Caso limite tipico: “Ho avviso di addebito INPS: è definibile?”
Non basta sapere che è un avviso: serve sapere da cosa nasce il credito. L’avviso di addebito è lo strumento esecutivo con cui INPS affida il recupero agli agenti (titolo esecutivo), ma la Quinquies distingue i contributi “omessi” da quelli “da accertamento”.

Esclusione temporale: carichi affidati dopo il 31 dicembre 2023

La finestra base del comma 82 si chiude al 31/12/2023 (affidamento agli agenti della riscossione).
Carichi affidati nel 2024 o 2025 possono rientrare solo se legati a meccanismi speciali previsti altrove (qui, in Quinquies, non è previsto). Quindi, in linea generale:

  • affidamento 2024–2026 → no Quinquies (a meno di collegamenti con rottamazioni pregresse tramite comma 99, che però riguarda carichi entro 30/6/2022 o 2017, non 2023+).

Esclusione “per buona condotta”: divieto di spostare chi è in regola con la Quater

Il comma 100 è una norma di chiusura: impedisce che la Quinquies venga usata per “allungare” ulteriormente i tempi da parte di chi ha già una Quater attiva e sta pagando.

In particolare, non possono essere estinti secondo la Quinquies i debiti (carichi 1/1/2000–30/6/2022) per i quali, alla data del 30 settembre 2025, risultano pagate tutte le rate scadute nella rottamazione-quater (o nella ri-ammissione).

Traduzione difensiva: se sei “in regola” con la Quater, la legge ti impedisce di migrare (e ottenere magari un piano più lungo). Se invece sei decaduto o inefficace, il comma 99 ti può riaprire.

Sanzioni Codice della strada: fuori dalla logica “togliamo sanzioni”, dentro solo sugli accessori

Come visto, le sanzioni stradali statali rientrano solo limitatamente a interessi/aggio, non sulla sanzione principale. Quindi è scorretto (e pericoloso) pensare che “rottamando” le multe spariscano: non è così.

Tributi locali e regionali: la Quinquies statale non li rottama automaticamente

Un altro grande equivoco è mescolare: carichi erariali/INPS gestiti da ADER con tributi locali (IMU, TARI, ecc.).

La Legge di Bilancio 2026 prevede sì che regioni ed enti locali possano introdurre forme autonome di definizione agevolata, ma:

  • è una facoltà;
  • richiede atti/regolamenti dell’ente;
  • deve rispettare condizioni e termini (almeno 60 giorni dalla pubblicazione sul sito istituzionale dell’ente per adempiere).

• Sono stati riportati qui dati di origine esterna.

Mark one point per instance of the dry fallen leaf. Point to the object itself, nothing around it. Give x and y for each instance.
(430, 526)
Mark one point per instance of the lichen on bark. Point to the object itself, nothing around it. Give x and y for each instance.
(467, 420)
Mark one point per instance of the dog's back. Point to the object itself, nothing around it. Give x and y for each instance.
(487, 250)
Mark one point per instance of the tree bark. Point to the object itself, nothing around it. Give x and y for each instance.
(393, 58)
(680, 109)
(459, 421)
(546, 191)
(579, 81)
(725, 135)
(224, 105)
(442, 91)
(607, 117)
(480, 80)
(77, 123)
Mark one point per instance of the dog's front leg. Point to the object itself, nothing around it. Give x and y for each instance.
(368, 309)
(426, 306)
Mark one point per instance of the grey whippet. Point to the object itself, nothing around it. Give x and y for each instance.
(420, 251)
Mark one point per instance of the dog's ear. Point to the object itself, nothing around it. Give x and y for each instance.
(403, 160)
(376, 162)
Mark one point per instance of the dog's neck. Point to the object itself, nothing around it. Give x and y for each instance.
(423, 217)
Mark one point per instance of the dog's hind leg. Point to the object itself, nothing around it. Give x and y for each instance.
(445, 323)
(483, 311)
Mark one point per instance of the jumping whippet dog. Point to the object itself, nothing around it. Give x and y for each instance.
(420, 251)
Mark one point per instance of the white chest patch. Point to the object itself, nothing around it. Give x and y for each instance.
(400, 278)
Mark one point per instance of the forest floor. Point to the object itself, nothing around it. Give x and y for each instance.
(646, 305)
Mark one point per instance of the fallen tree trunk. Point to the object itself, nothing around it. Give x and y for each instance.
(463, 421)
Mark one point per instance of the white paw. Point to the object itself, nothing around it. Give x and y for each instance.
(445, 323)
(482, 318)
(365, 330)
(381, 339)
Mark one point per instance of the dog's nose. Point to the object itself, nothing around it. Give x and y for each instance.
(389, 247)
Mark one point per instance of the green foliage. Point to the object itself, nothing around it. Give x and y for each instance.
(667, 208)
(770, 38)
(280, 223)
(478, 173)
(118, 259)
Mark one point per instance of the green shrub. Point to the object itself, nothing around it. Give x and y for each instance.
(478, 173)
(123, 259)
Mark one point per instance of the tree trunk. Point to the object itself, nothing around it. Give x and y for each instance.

Inoltre, il comma 105 precisa che possono essere oggetto di definizione agevolata i tributi regionali e locali con esclusione dell’IRAP, compartecipazioni e addizionali a tributi erariali.

Conseguenza pratica: se hai IMU/TARI, devi verificare se il tuo Comune/Regione ha adottato un proprio regolamento 2026; la Quinquies statale non basta.

Debiti in procedure concorsuali: la norma sulla prededuzione

La Quinquies disciplina anche l’interferenza con procedure concorsuali e strumenti di composizione della crisi: le somme occorrenti per aderire, se oggetto di procedura concorsuale o strumenti previsti dal vecchio RD 267/1942 o dal Codice della crisi (D.Lgs 14/2019), seguono la disciplina dei crediti prededucibili.

Dal punto di vista del debitore “in crisi”, questo significa che la scelta della rottamazione non può essere isolata: può incidere sulle priorità e sulla sostenibilità del piano in concordato, ristrutturazione o procedure minori.

Procedura passo-passo per il debitore: dalla notifica dell’atto alla domanda Quinquies

Primo principio: la Quinquies non sostituisce la gestione dell’atto (cartella/avviso)

Se hai ricevuto un atto di riscossione, prima di pensare alla rottamazione devi chiarire:

  • è un atto impugnabile?
  • sono ancora aperti i termini?
  • è un credito prescritto o decaduto?
  • il carico è definibile e, soprattutto, conviene?

La rottamazione è una scelta, ma non cancella automaticamente vizi della pretesa (notifica nulla, decadenza, prescrizione, difetto di legittimazione, ecc.). Una strategia difensiva spesso prevede: contestare l’atto e, parallelamente, valutare definizioni agevolate come opzione transattiva, soprattutto se gli sconti sono alti e la posizione è debole solo in parte.

Fase uno: ricostruzione completa della posizione debitoria

Dal punto di vista operativo, devi costruire un fascicolo “minimo”:

  • elenco carichi con data di affidamento (serve per sapere se entro 31/12/2023 o se in range 2000–2017 / 2000–30/6/2022 per comma 99);
  • natura del carico: “da dichiarazione/controllo 36-bis/36-ter/54-bis/54-ter” oppure “da accertamento”;
  • per INPS: distinguere crediti da omissione (es. denunce/registrazioni obbligatorie) vs crediti “da accertamento”.
  • presenza di giudizi pendenti e loro oggetto (utile se dovrai sospendere/estinguere).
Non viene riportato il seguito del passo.